The art of the possible

This is more about expecting more from our tooling and infrastructure. This is more about knowing what the current art of the possible is. And right now, the art of the possible is way ahead of SSE.

The art of the possible right now is:

  • Reconnection / disconnection handling
  • Multiple devices / Multiple browsers for the same user
  • Multiple users (collaborative / shared conversations) like OpenAI group chats
  • Conversation history and Persistence
  • Awareness (knowing when there’s actually an agent listening or processing your request)
  • Token compaction and efficient hydration (not having to stream every delta each time you load the UI)

The point is, you just can’t do all these things with SSE. And if you try, you end up with some Frankenstein solution to hodgebodge a solution that’s a patch to the actual problem; that single connection SSE like this just isn’t a suitable transport.

What does better look like?

That’s why I’m loving working on an actual transport for AI. It turns out, that pub/sub messaging platforms are uniquely suited to solve all the problems mentioned above. They are designed for real-time messaging, they are designed for reconnection and disconnection handling, they are designed for multiple devices and multiple users, they are designed for presence and awareness, and they are designed for efficient message delivery.

In the last few months we’ve added “message.append” as an action you can take in Pub/Sub. This forms the core of the token streaming product. You create a message, and then you append each token delta to that message as it’s received.

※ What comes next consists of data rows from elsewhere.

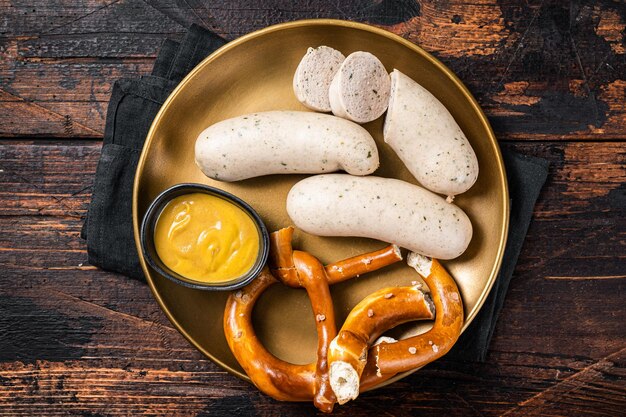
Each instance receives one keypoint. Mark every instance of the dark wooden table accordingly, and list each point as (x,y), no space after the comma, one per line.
(75,340)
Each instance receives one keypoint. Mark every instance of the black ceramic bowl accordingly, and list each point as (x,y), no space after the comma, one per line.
(150,254)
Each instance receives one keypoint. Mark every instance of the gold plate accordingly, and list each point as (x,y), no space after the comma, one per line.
(254,73)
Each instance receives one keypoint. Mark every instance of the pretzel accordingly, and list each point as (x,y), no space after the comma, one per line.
(275,377)
(375,314)
(281,261)
(387,359)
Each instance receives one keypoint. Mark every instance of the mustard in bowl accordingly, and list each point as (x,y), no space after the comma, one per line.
(203,237)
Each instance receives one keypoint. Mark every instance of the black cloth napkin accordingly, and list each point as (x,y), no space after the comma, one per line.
(134,103)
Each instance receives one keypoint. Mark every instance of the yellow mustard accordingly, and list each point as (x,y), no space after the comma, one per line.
(206,238)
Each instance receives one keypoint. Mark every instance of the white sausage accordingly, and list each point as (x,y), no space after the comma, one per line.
(386,209)
(427,139)
(284,142)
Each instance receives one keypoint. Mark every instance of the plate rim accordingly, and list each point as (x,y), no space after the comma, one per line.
(321,22)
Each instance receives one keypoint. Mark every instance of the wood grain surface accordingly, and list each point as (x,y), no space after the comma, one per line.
(75,340)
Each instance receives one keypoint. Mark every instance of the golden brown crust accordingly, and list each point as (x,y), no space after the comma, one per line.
(361,264)
(388,359)
(279,379)
(281,257)
(313,278)
(375,314)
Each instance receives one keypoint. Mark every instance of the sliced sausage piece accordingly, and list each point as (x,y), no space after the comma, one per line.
(425,136)
(284,142)
(314,75)
(386,209)
(360,89)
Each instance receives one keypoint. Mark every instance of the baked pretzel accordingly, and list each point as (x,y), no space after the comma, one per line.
(388,358)
(375,314)
(277,378)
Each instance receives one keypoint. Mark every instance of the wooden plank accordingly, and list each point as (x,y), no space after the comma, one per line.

The really cool thing is that for clients that are continuously connected during the token streaming, they see each token as it’s appended to the message. But for clients that disconnect and reconnect, they receive a “message.update” that contains all the tokens up to the point in the stream that they connected. This is way more efficient than having to stream every single token delta each time a client connects, and it also means that clients that are connected during the stream get the real-time experience. Clients that reconnect get a seamless experience without having to worry about missing tokens or messages. And the agent can advertise it’s “presence” on the channel so that clients know that someone is there actually working on their request. When the agent disconnects the “presence” is updated automatically, even if the agent crashes.

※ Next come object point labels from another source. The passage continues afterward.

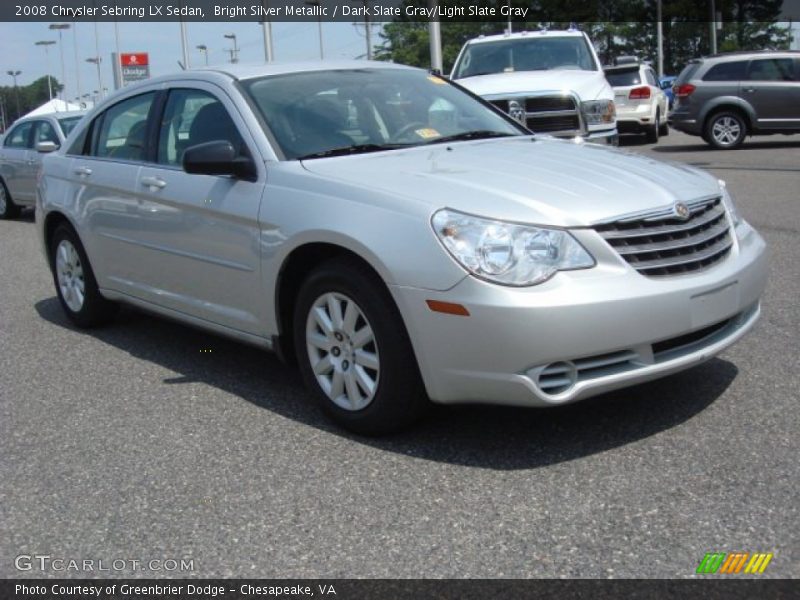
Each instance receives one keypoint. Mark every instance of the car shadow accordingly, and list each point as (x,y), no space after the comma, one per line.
(491,437)
(749,144)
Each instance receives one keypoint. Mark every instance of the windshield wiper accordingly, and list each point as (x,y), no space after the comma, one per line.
(356,149)
(478,134)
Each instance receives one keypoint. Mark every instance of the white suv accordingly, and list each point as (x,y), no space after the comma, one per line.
(550,81)
(641,103)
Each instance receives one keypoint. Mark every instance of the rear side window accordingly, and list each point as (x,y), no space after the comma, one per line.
(120,132)
(45,133)
(193,117)
(772,69)
(731,71)
(623,78)
(19,137)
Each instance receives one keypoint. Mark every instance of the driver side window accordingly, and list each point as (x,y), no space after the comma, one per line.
(193,117)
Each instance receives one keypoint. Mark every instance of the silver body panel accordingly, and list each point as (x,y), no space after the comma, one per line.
(209,250)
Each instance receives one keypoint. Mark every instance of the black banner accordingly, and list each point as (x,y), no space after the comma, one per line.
(350,589)
(518,11)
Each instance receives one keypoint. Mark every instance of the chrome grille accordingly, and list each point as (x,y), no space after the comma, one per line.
(545,114)
(662,244)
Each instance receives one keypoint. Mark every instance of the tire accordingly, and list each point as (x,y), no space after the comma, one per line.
(75,283)
(354,352)
(652,132)
(8,210)
(725,130)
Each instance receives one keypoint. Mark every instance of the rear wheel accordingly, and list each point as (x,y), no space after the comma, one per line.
(8,210)
(354,352)
(74,279)
(725,130)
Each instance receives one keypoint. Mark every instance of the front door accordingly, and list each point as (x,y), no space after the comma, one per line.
(202,231)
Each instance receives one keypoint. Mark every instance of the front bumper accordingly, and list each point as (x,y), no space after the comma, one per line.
(600,329)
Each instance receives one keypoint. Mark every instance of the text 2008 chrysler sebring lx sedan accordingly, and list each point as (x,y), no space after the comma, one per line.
(396,236)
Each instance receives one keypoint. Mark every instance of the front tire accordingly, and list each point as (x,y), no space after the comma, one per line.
(652,132)
(8,210)
(354,352)
(75,283)
(725,130)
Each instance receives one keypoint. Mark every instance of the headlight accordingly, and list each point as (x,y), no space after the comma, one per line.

One message is one LLM response, and you just append the tokens to that message, and everything else just works. You can load conversation history from the channel, you can bi-directionally stream messages letting the client steer the conversation in real-time, and you can do all this without having to implement any of the complex logic around storing tokens, resuming streams, handling disconnections, or any of that stuff.

I think this is probably the coolest thing that I’ve worked on recently, and it’s so frustrating to see folks fighting with designs built around SSE just because the AI models have progressed, but the tooling and SDKs and infrastructure hasn’t.